The Danish energy policy agreement from 2008 set out ambitious goals concerning energy saving and energy efficiency. The measures that should lead to meeting these goals touch on all areas of human life – they include energy-efficient technologies to be used in enterprises, but also energy saving to be encouraged in households.

According to the Danish Energy Agency, Denmark wants to raise its total annual energy savings to 1.5 percent of the final energy consumption for 2006 (10.3 PJ per year), which corresponds to the combined energy consumption of about 110,000 homes, and reduce gross energy consumption by 4 percent by 2020 as compared to 2006.

Renewable energy plays a crucial part in sustainable growth. According to the energy policy agreement, the Danish government is working towards meeting the goal of a 20 percent share of renewables in gross energy consumption by 2011, and at least 30 percent in final energy consumption by 2020, as stipulated by the EU climate and energy package. The energy agreement also improved framework conditions and enhanced support for wind, biomass, biogas, waste and other renewable energy technologies such as photovoltaic solar modules, wave power and gasification.

According to Široký, Denmark’s example provides a roadmap for Slovakia to follow.

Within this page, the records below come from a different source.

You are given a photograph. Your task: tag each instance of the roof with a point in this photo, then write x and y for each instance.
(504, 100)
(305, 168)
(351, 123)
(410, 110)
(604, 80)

“Denmark is a good example because the way they use renewable energy sources and the way they support energy savings and energy efficiency helped Denmark to become more competitive in the business sector and more independent from big coal-gas-uranium countries,” Široký said. “Also, thanks to support for renewable energy sources, the prices of electricity went down there by 20 percent over the last 20 years. The active support of renewables and energy efficiency helps not only to create a strong business sector but also protects the environment and public health.”

“Most of the Danish policies and solutions on green energy, energy efficiency and the reduction of CO2 emissions should be applicable in other EU countries,” Rákoczy Pedersen said. “The Danish Government and Danish experts will always be happy to share their experiences with colleagues from other countries.”